フランス語を学びながらフランス流マナーが学べるEAF(エチケット・ア・ラ・フランセーズ)トレーニングコースの創設者であり、数々のラグジュアリーホテルやホテルスクールで富裕層に接する際の礼儀作法を教えるアンヌ・ドゥバールも同意見だ。「フォーマルなディナーに招待された時と友人から招待された時では手土産は異なって然るべき」なのだそうだ。したがってまずは相手との関係性を考慮することだ。「仲の良い相手なら、なにか欲しいものはあるか、ワインでも持って行こうかとフランクに尋ねるのもいいでしょう」とアンヌ。それほど親しくない場合は招待された側が選ぶことになる。招待する側はすでに招くという行為をしているからだ。ただし「これみよがしに豪華な手土産は好ましくありません」とアンヌは釘を刺す。

気持ちのこもった手土産

フォーマルなディナーに招かれた場合は時季にふさわしい手土産がいいとアンヌはアドバイスする。「パーティーシーズンだったらチョコレートボックスとか紅茶の詰め合わせ、地方特産品セレクションなどでしょうか」とアンヌ。ジュヌヴィエーヴも似たような意見で、「量より質です。安価な30個入りチョコレートボックスより、10粒しか入っていなくても高級なチョコレートを持参したほうがいいですね」と言った。

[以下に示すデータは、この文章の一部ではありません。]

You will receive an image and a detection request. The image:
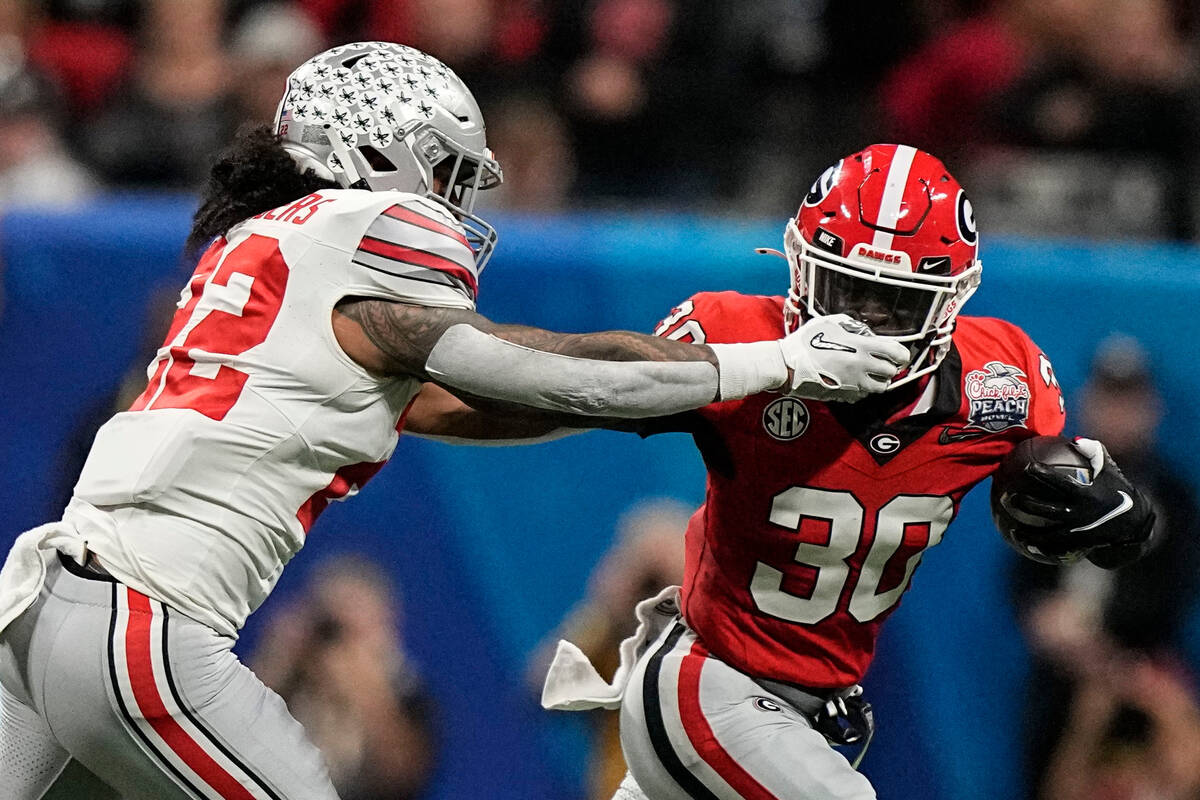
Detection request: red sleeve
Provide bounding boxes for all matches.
[1025,336,1067,435]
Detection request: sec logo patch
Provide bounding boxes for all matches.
[762,397,809,441]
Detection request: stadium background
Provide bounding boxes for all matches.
[0,0,1200,800]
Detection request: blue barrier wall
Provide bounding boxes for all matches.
[0,197,1200,800]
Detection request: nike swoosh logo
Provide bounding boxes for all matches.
[1070,489,1133,534]
[809,331,858,353]
[937,425,988,445]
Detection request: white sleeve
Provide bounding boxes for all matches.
[425,324,787,420]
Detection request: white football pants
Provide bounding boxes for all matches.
[0,559,337,800]
[620,621,875,800]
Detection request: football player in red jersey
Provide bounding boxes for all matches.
[528,144,1153,800]
[0,42,907,800]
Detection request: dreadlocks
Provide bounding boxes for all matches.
[187,125,337,251]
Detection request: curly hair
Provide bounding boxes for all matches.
[187,125,337,252]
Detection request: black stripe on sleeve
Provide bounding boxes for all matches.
[162,604,283,800]
[642,622,719,800]
[108,582,205,800]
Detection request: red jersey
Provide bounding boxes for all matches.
[655,291,1064,688]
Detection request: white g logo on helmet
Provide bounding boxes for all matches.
[954,190,979,245]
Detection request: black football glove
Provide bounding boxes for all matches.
[997,439,1154,570]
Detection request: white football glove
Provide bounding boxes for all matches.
[780,314,912,403]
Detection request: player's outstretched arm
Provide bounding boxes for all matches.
[404,383,590,446]
[334,299,907,419]
[334,299,787,417]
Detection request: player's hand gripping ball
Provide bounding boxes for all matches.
[991,437,1154,569]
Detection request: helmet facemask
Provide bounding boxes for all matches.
[784,219,982,389]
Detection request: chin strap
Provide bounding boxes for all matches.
[325,122,371,191]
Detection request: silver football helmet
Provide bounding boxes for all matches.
[275,42,503,269]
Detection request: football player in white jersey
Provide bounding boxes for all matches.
[0,42,908,800]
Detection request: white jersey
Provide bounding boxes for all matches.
[65,190,478,636]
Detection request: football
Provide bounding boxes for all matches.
[991,435,1093,564]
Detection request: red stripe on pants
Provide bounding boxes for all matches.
[125,589,254,800]
[679,642,778,800]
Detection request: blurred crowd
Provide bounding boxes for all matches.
[0,0,1200,239]
[1013,333,1200,800]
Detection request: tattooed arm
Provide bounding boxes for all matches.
[334,299,788,419]
[334,297,716,380]
[332,297,908,419]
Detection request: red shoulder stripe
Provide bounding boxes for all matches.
[359,236,479,291]
[383,204,470,249]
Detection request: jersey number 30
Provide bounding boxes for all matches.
[750,486,954,625]
[130,234,288,421]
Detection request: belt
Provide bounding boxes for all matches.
[59,551,116,581]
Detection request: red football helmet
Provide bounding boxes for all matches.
[784,144,983,386]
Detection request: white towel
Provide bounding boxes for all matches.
[0,522,88,632]
[541,587,679,711]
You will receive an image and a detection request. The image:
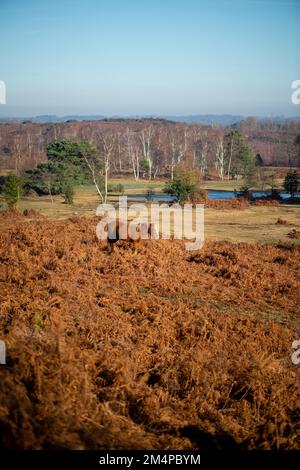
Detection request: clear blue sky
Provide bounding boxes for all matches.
[0,0,300,116]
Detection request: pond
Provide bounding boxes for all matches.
[128,189,300,202]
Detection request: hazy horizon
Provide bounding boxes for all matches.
[0,0,300,117]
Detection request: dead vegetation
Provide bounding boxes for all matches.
[288,228,300,240]
[0,212,300,449]
[276,217,287,225]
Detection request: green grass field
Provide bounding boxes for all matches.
[1,179,300,243]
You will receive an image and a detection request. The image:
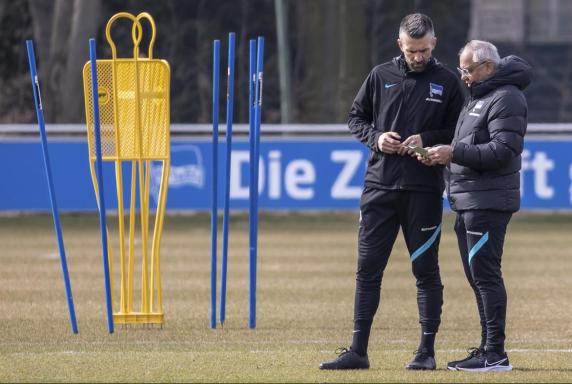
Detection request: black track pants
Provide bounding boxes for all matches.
[354,187,443,353]
[455,210,512,353]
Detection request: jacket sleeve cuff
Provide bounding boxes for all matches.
[451,143,465,165]
[371,131,383,152]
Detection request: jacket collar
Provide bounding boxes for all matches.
[393,53,439,75]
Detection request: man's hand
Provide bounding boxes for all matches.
[377,132,402,154]
[397,135,423,156]
[417,145,453,165]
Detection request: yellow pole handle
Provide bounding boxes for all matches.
[105,12,156,59]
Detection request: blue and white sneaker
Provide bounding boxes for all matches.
[457,351,512,372]
[320,348,369,370]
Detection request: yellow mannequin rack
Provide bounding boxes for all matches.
[83,12,170,324]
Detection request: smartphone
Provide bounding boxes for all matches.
[407,145,427,157]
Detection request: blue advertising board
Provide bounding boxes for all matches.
[0,137,572,211]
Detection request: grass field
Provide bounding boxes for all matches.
[0,214,572,383]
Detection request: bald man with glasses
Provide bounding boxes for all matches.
[418,40,532,372]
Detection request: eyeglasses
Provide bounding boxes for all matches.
[457,60,489,77]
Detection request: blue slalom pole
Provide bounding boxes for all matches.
[220,32,236,325]
[211,40,220,329]
[26,40,78,333]
[248,36,264,329]
[89,39,113,333]
[248,39,258,324]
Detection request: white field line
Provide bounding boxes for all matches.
[0,339,572,352]
[4,348,572,356]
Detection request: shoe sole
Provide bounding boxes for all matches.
[457,365,512,372]
[405,366,437,371]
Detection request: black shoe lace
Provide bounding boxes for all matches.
[336,347,350,356]
[467,347,483,357]
[413,349,431,357]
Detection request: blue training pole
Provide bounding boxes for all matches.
[26,40,78,333]
[211,40,220,329]
[248,39,258,324]
[89,39,113,333]
[248,37,264,329]
[220,32,235,325]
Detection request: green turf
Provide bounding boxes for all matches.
[0,214,572,383]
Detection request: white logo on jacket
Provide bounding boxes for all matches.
[425,83,444,103]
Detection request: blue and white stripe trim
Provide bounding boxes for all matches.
[411,224,441,262]
[469,232,489,265]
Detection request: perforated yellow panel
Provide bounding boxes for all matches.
[83,59,170,160]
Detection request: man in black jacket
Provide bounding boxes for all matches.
[419,40,531,372]
[320,14,463,369]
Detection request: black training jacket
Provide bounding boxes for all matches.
[348,56,463,193]
[447,56,532,212]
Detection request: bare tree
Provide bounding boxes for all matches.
[28,0,102,122]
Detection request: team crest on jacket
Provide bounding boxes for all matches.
[425,83,443,103]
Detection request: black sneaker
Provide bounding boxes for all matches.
[447,348,485,371]
[457,352,512,372]
[405,350,437,370]
[320,348,369,369]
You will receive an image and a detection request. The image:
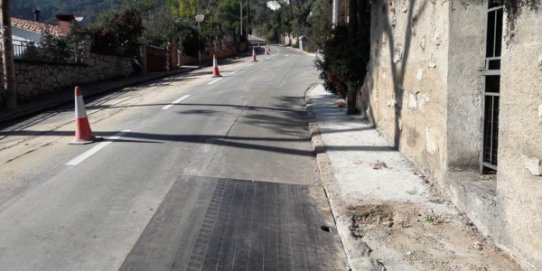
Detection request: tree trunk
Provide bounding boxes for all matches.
[346,82,359,115]
[0,0,17,109]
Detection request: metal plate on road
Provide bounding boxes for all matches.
[121,176,345,270]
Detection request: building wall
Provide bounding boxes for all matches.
[369,0,449,181]
[370,0,542,270]
[496,9,542,270]
[15,54,133,101]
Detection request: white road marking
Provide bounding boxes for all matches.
[66,130,130,166]
[162,95,190,110]
[207,77,222,85]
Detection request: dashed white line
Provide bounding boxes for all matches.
[66,130,130,166]
[162,95,190,110]
[207,77,222,85]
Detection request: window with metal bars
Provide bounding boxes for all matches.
[482,0,503,173]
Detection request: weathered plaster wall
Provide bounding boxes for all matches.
[366,0,542,270]
[497,10,542,270]
[446,1,487,171]
[443,1,496,240]
[15,54,133,101]
[369,0,450,181]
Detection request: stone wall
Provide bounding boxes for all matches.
[368,0,542,270]
[496,9,542,270]
[369,0,449,183]
[15,53,133,101]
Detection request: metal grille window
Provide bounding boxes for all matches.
[482,0,503,173]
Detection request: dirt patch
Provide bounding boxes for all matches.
[373,161,388,170]
[350,203,521,271]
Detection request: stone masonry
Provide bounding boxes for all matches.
[360,0,542,270]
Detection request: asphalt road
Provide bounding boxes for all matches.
[0,47,346,270]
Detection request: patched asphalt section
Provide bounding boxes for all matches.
[120,176,345,270]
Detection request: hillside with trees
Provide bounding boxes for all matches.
[11,0,126,23]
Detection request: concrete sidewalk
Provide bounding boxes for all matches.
[0,66,205,126]
[306,85,520,270]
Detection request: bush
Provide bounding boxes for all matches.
[91,8,143,55]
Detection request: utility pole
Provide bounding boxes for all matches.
[247,0,252,35]
[331,0,339,28]
[239,0,243,37]
[0,0,17,109]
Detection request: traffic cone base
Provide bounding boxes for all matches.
[252,48,258,62]
[213,55,222,77]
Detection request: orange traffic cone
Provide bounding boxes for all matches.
[70,86,101,147]
[213,54,222,77]
[252,47,258,62]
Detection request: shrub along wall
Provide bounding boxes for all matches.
[15,53,134,101]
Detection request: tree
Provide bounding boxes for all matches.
[317,0,371,114]
[91,8,143,55]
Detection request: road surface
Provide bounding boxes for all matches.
[0,47,346,270]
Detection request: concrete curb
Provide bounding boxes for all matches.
[305,85,386,271]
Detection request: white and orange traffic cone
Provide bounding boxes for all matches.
[70,86,101,147]
[213,54,222,77]
[252,47,258,62]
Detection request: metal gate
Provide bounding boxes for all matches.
[482,0,503,173]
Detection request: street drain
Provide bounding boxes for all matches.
[320,225,331,232]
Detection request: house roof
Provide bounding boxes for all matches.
[11,17,68,37]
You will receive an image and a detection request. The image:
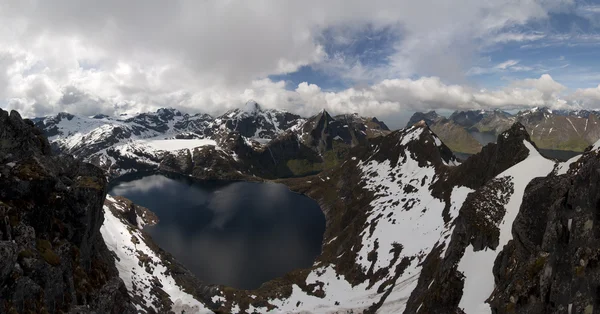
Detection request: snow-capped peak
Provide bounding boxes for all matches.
[243,99,262,114]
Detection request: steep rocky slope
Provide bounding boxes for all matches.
[0,110,135,313]
[489,140,600,313]
[36,105,389,179]
[9,102,600,313]
[409,108,600,153]
[406,111,481,154]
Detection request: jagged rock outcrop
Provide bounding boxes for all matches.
[407,111,481,154]
[409,107,600,153]
[0,110,136,313]
[490,148,600,313]
[406,123,552,313]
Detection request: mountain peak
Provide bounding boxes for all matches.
[413,120,428,128]
[242,99,262,113]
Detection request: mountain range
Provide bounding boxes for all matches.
[0,103,600,313]
[36,101,390,179]
[407,108,600,154]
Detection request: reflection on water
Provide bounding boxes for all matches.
[109,175,325,289]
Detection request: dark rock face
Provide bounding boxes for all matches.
[452,122,535,189]
[0,110,135,313]
[490,151,600,313]
[406,123,533,314]
[213,101,303,139]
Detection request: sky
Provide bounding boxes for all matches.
[0,0,600,125]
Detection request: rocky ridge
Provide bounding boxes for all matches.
[7,104,600,313]
[36,101,389,179]
[0,110,135,313]
[409,108,600,153]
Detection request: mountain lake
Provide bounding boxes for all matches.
[109,174,325,289]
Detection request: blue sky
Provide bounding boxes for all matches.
[269,1,600,91]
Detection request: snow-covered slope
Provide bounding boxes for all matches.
[100,195,213,313]
[458,141,555,313]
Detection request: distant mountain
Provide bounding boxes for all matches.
[36,101,389,178]
[406,111,482,154]
[7,104,600,314]
[409,108,600,153]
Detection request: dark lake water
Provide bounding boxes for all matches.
[109,175,325,289]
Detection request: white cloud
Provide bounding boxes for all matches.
[0,0,592,116]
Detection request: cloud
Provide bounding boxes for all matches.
[0,0,592,116]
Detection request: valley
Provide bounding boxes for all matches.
[0,105,598,313]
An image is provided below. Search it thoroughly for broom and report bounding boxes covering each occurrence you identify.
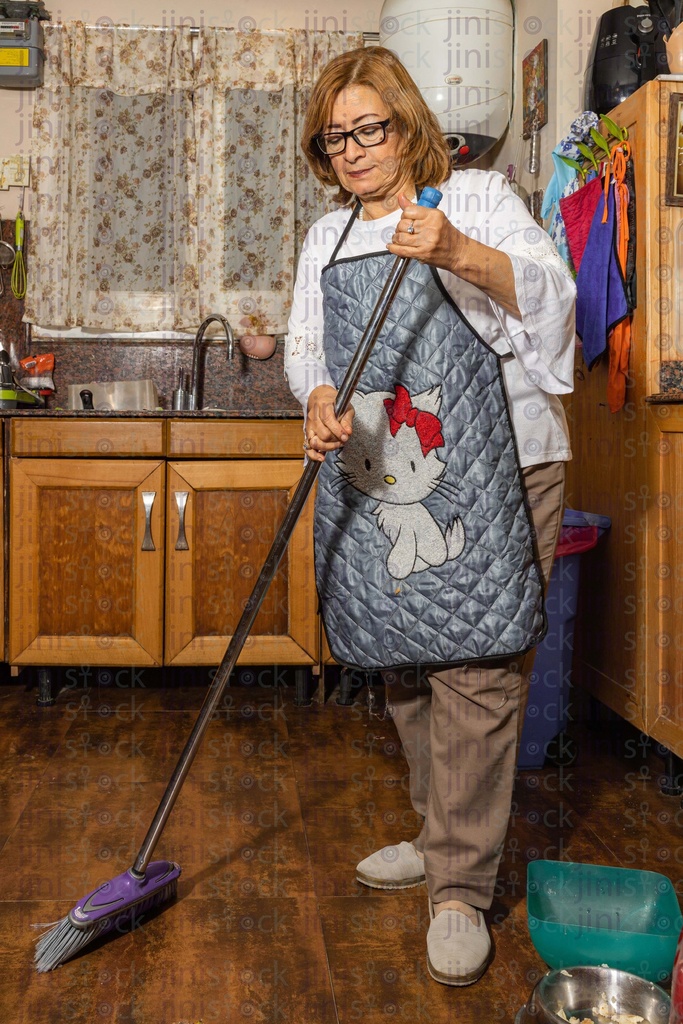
[35,187,441,973]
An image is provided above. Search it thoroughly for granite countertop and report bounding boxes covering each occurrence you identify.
[0,408,303,420]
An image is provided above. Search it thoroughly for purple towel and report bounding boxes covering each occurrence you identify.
[577,186,629,370]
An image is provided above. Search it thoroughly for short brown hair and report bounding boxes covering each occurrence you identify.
[301,46,451,204]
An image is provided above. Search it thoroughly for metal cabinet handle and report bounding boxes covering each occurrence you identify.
[175,490,189,551]
[141,490,157,551]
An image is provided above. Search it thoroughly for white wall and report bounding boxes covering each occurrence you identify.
[0,0,612,218]
[493,0,612,193]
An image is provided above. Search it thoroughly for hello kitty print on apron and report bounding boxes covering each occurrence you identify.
[338,384,465,580]
[314,205,545,670]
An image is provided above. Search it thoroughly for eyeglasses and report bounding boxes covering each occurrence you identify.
[315,118,391,157]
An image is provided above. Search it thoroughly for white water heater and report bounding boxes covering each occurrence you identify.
[380,0,514,165]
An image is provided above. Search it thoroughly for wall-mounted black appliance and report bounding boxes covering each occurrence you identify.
[584,0,674,114]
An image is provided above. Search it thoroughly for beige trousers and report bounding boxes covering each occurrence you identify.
[384,462,564,909]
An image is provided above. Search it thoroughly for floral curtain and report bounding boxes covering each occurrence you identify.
[26,23,362,334]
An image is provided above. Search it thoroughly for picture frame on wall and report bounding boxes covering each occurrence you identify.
[665,92,683,206]
[522,39,548,138]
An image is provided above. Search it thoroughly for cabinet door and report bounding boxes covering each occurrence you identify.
[9,459,164,666]
[165,459,318,665]
[643,406,683,757]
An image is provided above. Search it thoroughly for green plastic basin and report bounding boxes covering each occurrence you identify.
[526,860,683,982]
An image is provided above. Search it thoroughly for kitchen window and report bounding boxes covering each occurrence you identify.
[26,23,362,335]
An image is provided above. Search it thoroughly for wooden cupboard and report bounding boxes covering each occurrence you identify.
[566,81,683,756]
[6,417,318,684]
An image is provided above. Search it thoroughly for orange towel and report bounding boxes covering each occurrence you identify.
[607,141,631,413]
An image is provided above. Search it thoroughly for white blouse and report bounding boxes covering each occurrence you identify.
[285,168,575,466]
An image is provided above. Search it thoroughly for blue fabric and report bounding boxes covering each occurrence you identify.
[541,111,600,266]
[577,186,629,370]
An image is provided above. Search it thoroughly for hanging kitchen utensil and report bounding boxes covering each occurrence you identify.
[0,220,14,298]
[10,187,26,299]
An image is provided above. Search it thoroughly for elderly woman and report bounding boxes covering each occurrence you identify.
[286,47,574,985]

フォーマルな招待であっても、気持ちのこもった手土産は喜ばれる。ただし「豪華本をプレゼントとして持って行くなら、ホストが興味を持ちそうなテーマの本を選びましょう」とジュヌヴィエーヴは勧める。たとえば、お菓子作りが趣味の相手ならば、そのテーマに関する本が望ましい。

花束は微妙な場合も

ワインと並んで花束はいつだって人気のプレゼントだ。だが常に歓迎されるとは限らない。「食事に招かれてアレンジメントフラワーのプレゼントを持っていくのは、ホスト側としては迷惑そのものです」とジュヌヴィエーヴは注意を喚起する。大勢のお客様をお迎えしなければならないのに、花束に見合った花瓶も探さなければならず、段取りが狂う恐れがあるからだ。一方、ディナーの翌日に花束を送る慣習は昔からある。「ホストのインテリアに合ったアレンジメントフラワーを贈りましょう」とアンヌはアドバイスした。

書面のお礼状

「招待のお礼をきちんと言いたいなら、ディナーから数日以内にお礼状を送りましょう。ショートメールで招待されたのなら、ショートメールやメールで返してもいいのですが、上質の紙にペンでお礼をしたためると、もっといいですね」とジュヌヴィエーヴは紙のお礼状を勧める。

避けるべき手土産

「おしゃれなパーティにシャンパンを持参するのは避けるべきです。ホストが用意したものよりもずっと高価なボトルだった場合、ぶしつけな行為として気まずい雰囲気になりかねません」とアンヌ。

さらに、個人的なプレゼントを持っていってもいいけれど、超えてはならない一線がある。「服やジュエリーを贈るなど、プライベートすぎるプレゼントをほかのお客様もいる前で贈ることは、ホストから嫌がられる可能性があるので避けるべきです」とのこと。善意ならなんでも許されるというわけではないのだ。